Democrats may rejoice in listing what Ryan proposes because they can run against the points of view, but they better get off their duffs and fight to defeat this senseless path in Congress. Democrats view the document as a potent weapon in the November congressional elections and are betting that its emphasis on austerity and cuts to popular programs such as Medicare will provoke a backlash against Republicans.
House Democratic leader Nancy Pelosi called it a “moral imperative” to make sure the public was aware of the budget cuts that Republicans are proposing.
“It’s like a Dracula in sheep’s clothing coming in to suck the blood out of the middle class,” said Representative Hank Johnson, a Georgia Democrat.
Robert L. Borosage, president of the Institute for America’s Future, wrote for the Huffington Post and said the budget identified who these wing-nuts were, what they valued and what their priorities were.
“These are unsurprising but remarkably unconscionable,” he said.
His look at the budget:
• Cut taxes on the rich. The Citizens for Tax Justice estimates that even if Republicans eliminated every loophole claimed by the wealthy, lowering the top rates to 25 percent would still hand millionaires an average tax cut of $200,000 a year.
• Cut taxes on multinationals. It would lower the top rate of corporate taxes. But most important it calls for moving toward a territorial system for taxing multinationals which in essence turns the entire world outside the US into a tax haven where corporations could move jobs and report profits without having to pay U.S. taxes.
• Hike spending on the Pentagon. The Pentagon is slated to spend $6 trillion over the next decade, with annual spending at the end of the current five-year plan up 27 percent over 2001 in constant dollars. Republicans argue that is not enough, adding nearly $500 billion over the 10 years over sequestration levels (about $273 billion higher than President Obama’s budget).
• Eliminate health insurance for an estimated 40 million Americans. The budget repeals Obamacare without replacing it. It would turn Medicare into a voucher of declining value — known as a “premium” — for today’s 55-year-olds and younger. It would gut Medicaid, repealing the Obamacare expansion, turning it into a bloc grant and cutting it by a quarter by 2024. Private insurance companies will ration health care by the ability to pay.
• Inflict savage cuts in domestic investments. The budget cuts domestic programs by one-third compared to inflation adjusted levels over the next decade.
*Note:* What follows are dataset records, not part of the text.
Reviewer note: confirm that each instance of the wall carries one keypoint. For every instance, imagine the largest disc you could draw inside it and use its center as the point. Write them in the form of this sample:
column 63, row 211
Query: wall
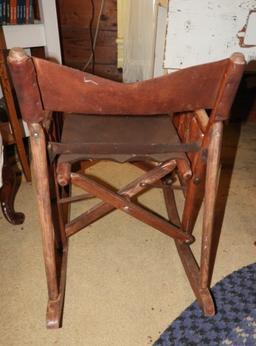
column 201, row 31
column 74, row 18
column 139, row 40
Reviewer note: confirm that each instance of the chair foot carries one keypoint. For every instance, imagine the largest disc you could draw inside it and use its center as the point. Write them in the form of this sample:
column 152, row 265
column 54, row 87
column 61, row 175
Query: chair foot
column 191, row 267
column 206, row 302
column 55, row 307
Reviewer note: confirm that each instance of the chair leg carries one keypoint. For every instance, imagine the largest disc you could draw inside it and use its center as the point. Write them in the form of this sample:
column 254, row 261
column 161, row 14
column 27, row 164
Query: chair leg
column 55, row 260
column 211, row 186
column 11, row 183
column 188, row 260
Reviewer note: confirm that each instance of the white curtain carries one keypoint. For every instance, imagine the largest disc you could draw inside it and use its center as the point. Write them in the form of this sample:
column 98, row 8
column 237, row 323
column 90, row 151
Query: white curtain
column 139, row 40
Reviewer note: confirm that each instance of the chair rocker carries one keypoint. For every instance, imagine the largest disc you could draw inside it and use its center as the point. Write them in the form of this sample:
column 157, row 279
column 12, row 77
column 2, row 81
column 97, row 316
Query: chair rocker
column 168, row 126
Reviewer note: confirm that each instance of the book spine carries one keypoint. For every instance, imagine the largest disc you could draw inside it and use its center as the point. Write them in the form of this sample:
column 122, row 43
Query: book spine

This includes aid for schools, Head Start, child nutrition, roads and bridges, water systems, border security, the FBI, environmental protection and more. Republicans will not specify where they will make the cuts.
• Slash programs for the most vulnerable. Even while cutting taxes on the rich and the multinationals, the Republican budget would slash support for the most vulnerable — Pell grants, Supplemental Nutrition, housing, home heating, child care, and more would be rolled back. The Center for Budget and Policy Priorities estimates that fully 69 percent of the Republican budget cuts are taken from the poorest and most vulnerable Americans. But of course, poor people don’t contribute to campaigns or hire lobbyists.
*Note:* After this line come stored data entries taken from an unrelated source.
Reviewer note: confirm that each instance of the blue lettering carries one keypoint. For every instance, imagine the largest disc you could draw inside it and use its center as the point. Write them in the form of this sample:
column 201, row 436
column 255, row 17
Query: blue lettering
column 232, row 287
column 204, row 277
This is who they are, Borosage, said. House Republicans lined up to pass the budget. At the same time, they would not even allow a vote on raising the minimum wage or extending unemployment benefits to the long-term unemployed.
The austerity of the Ryan Budget would cost jobs and cripple the economy. Its tax cuts would add to Gilded Age inequality. Its Big Oil agenda continues to ignore catastrophic climate change. Its numbers don’t add up. Its claim to balance the budget in a decade depends on funny money — assuming faster growth, keeping Obamacare’s tax revenue while repealing its benefits, etc.
But put the disagreements aside. Simply accept Republicans at their word: This is who they are. These are their values. These are the priorities that they choose to endorse.
Borosage concluded, “And then pray for the future of this country.”